Revolten als Schneeballeffekt

So konstant sich Gesellschaften seit 1919 mit demokratiefeindlichen Entwicklungen auseinandersetzen müssen, so radikal haben sich die äußeren Lebensbedingungen gewandelt. Im digitalen Zeitalter wird der Mensch immer mehr zu einem körperlosen Avatar, zum Geist, der durch die Maschine spricht. „In unserer digitalen Kultur ist es in der Zukunft das Allerwichtigste, den Körper zu verstehen. In unserer Gegenwart, in der sich zum Beispiel Frauen im Nahen Osten verhüllen müssen, ist es ein politisches Statement, wenn ich einen Mann oder eine Frau in voller Kraft und in aller Schwäche auf die Bühne bringe“, findet Linning.

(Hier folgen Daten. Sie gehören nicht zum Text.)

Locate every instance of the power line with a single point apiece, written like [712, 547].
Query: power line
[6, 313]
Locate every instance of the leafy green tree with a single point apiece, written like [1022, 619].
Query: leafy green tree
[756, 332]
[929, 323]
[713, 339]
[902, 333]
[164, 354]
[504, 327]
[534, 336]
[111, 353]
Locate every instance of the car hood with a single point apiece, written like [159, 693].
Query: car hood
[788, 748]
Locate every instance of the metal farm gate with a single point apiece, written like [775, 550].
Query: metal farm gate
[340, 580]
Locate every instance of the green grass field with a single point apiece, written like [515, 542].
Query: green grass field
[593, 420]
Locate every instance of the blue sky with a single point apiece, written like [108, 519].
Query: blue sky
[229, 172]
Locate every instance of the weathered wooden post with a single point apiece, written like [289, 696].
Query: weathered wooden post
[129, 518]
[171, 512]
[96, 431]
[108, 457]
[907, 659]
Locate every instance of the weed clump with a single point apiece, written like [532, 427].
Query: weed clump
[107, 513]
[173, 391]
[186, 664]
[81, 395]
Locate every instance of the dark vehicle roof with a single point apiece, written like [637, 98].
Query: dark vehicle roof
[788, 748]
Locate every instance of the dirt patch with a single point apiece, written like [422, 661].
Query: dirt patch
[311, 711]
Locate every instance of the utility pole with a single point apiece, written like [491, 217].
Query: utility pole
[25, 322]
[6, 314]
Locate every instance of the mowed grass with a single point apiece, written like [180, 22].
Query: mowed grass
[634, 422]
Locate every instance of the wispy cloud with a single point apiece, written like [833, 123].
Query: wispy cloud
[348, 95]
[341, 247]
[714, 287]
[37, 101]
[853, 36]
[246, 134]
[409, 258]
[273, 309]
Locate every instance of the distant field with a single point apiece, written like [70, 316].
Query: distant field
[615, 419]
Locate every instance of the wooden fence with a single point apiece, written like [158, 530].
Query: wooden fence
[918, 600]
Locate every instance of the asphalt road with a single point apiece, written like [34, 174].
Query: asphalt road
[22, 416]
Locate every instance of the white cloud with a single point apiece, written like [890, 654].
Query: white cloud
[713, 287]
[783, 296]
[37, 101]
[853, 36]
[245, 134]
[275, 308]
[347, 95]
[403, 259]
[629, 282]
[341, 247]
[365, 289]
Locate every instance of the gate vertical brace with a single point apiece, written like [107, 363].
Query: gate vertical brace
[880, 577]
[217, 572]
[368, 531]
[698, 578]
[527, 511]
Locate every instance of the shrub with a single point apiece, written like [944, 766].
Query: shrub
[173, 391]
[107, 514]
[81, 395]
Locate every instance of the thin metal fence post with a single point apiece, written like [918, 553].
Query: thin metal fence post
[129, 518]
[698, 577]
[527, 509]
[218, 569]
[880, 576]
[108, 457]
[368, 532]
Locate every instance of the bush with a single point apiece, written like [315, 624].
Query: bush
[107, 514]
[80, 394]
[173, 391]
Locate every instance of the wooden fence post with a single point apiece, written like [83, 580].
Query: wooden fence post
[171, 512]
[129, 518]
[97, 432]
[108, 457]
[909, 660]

Revolten vollziehen sich in verschiedenen Phasen, sie funktionieren wie ein Schneeballeffekt. Die Masse bietet dem Menschen in der Revolte aber auch die Möglichkeit, anonym zu bleiben. „Deshalb habe ich auch Masken im Stück. Wenn man unsichtbar ist, kann man viel härter kämpfen. Auf der anderen Seite bieten Masken auch Schutz. Das sagt viel über unsere Zerbrechlichkeit. Wenn wir denken, dass wir eine Maske tragen müssen, haben wir Angst, uns zu zeigen.“

Linning beschreibt auch die Phase nach dem Kampf, in der das Aufbegehren Einzelner als selbstverständlicher Gedanke gesellschaftlich integriert wird. „In meinem Umfeld ist es Realität, dass eine Frau unter zehn Männern Choreograf ist. Ich wünsche mir, dass wir den weiblichen Blick auf Tanz, auf klassisches Ballett, auf Leadership mehr zulassen. Ich sehe keinen Grund, warum es nicht in zehn Jahren ein gleiches Verhältnis von Männern und Frauen in dem Beruf geben sollte. Mein größter Wunsch wäre, dass das Geschlecht irgendwann keine Rolle mehr spielt, sondern nur ob ich ein guter Künstler bin. Um an diesen Punkt zu kommen, brauchen wir einen Aufbruch“, sagt sie noch, bevor sie zurück zu ihrem Ensemble eilt. Die nächste Probe zur Revolte steht an.